Energisch packte Jule sein Pommerle am Arm. »Vom Wasser werden wir nicht satt. Ich habe mächtigen Hunger. Nu komm, sonst zankt die Tante. Zu mir hat deine Mutter auch gesagt, wir sollen folgen. Komm!«
Aber Pommerle warf erst noch einen langen Blick auf das Wasser.
»Du willst wohltätig sein?« grollte Jule. »Der Chauffeur hat den ganzen Tag an der Arbeit gesessen, hat gut aufpassen müssen an allen Ecken, der hat auch großen Hunger. Aber an den denkst du nicht. – Nu komm, der will doch auch essen, und ehe wir nicht essen, bekommt er auch nichts.«
Das leuchtete Pommerle ein. Wenn der Chauffeur so großen Hunger hatte, mußte man heimgehen. Aber dann, wenn der Mann abgefuttert war, ging es wieder hierher, an den Strand, damit man keine Minute von dem köstlichen Wiedersehen einzubüßen brauchte.
Kapitel 6.
Heimatzauber
Die Kunde, daß Hanna Ströde nach Neuendorf gekommen sei, verbreitete sich rasch durch den ganzen Ort. Man wußte sogar, daß das einstige Fischerkind in einem feinen Wagen zugereist sei und im Kurhaus wohne. Die Folge war, daß sich sofort einige der früheren Spielkameradinnen und auch einige Fischer aufmachten, um nachzuforschen, ob die kleine Hanna wirklich gekommen wäre. Bereits während des Mittagessens drängte sich ein blondlockiges Mädchen verlegen in den Speisesaal; es war Grete Bauer, Pommerles liebste Kameradin von der Ostsee.
Das Wiedersehen war stürmisch. Grete lief wieder hinaus, teilte es den draußen Wartenden mit, daß Hanna Ströde wirklich angekommen sei, und während Pommerle hastig das Mittagessen verschlang, warteten draußen zahlreiche Kinder, aber auch mehrere Erwachsene.
Pommerle wurde von allen stürmisch begrüßt. Fuhrmann Will hob die Kleine empor und schwenkte sie durch die Luft.
»Kennst du uns noch, Hanna?«
Pommerle kannte alle. Kaum ein Jahr war es her, daß es in Neuendorf geweilt hatte, und vor zwei Jahren war das große Unglück geschehen, da war ihm der Vater ertrunken.

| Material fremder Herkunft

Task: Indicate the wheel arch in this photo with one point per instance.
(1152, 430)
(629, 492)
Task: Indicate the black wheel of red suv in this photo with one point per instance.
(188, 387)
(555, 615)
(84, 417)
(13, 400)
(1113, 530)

»Spielst du noch mit uns?« fragte Elli Gotsch, die in ihrem zerflickten Kleidchen nicht gerade sauber aussah. »Du bist jetzt reich und fein geworden, Hanna, hast sogar einen schönen Wagen. Wir alle sind arm.«
Pommerle drückte Elli heftig an sich. »Ich habe euch alle, alle sehr lieb, und fein bin ich nicht, ich bin genau wie ihr. Mein Vati aus Hirschberg sagt, es ist alles einerlei, ob einer ein graues oder ein goldenes Kleid anhat. Nur wie der Mensch inwendig ist, darauf kommt es an. Und das hier ist der Jule aus Hirschberg, den heirate ich einmal. Ihr müßt auch sehr lieb zu ihm sein, denn er ist ein sehr guter Junge. Jetzt ist er noch ein Lehrling, aber bald ist er ein Meister, und dann hat er eine große Tischlerei, weil er immer sehr fleißig ist.«
Jule wußte mit den Fischerkindern nichts anzufangen. Da er im Verkehr mit Menschen recht scheu war, stand er verlegen daneben. Es war ihm geradezu eine Pein, die neugierigen Blicke der Kinder über sich ergehen zu lassen. Am liebsten wäre er mit Pommerle allein gewesen, doch immer mehr Menschen begrüßten das Kind, ein jeder schien sich der kleinen Waise zu erinnern.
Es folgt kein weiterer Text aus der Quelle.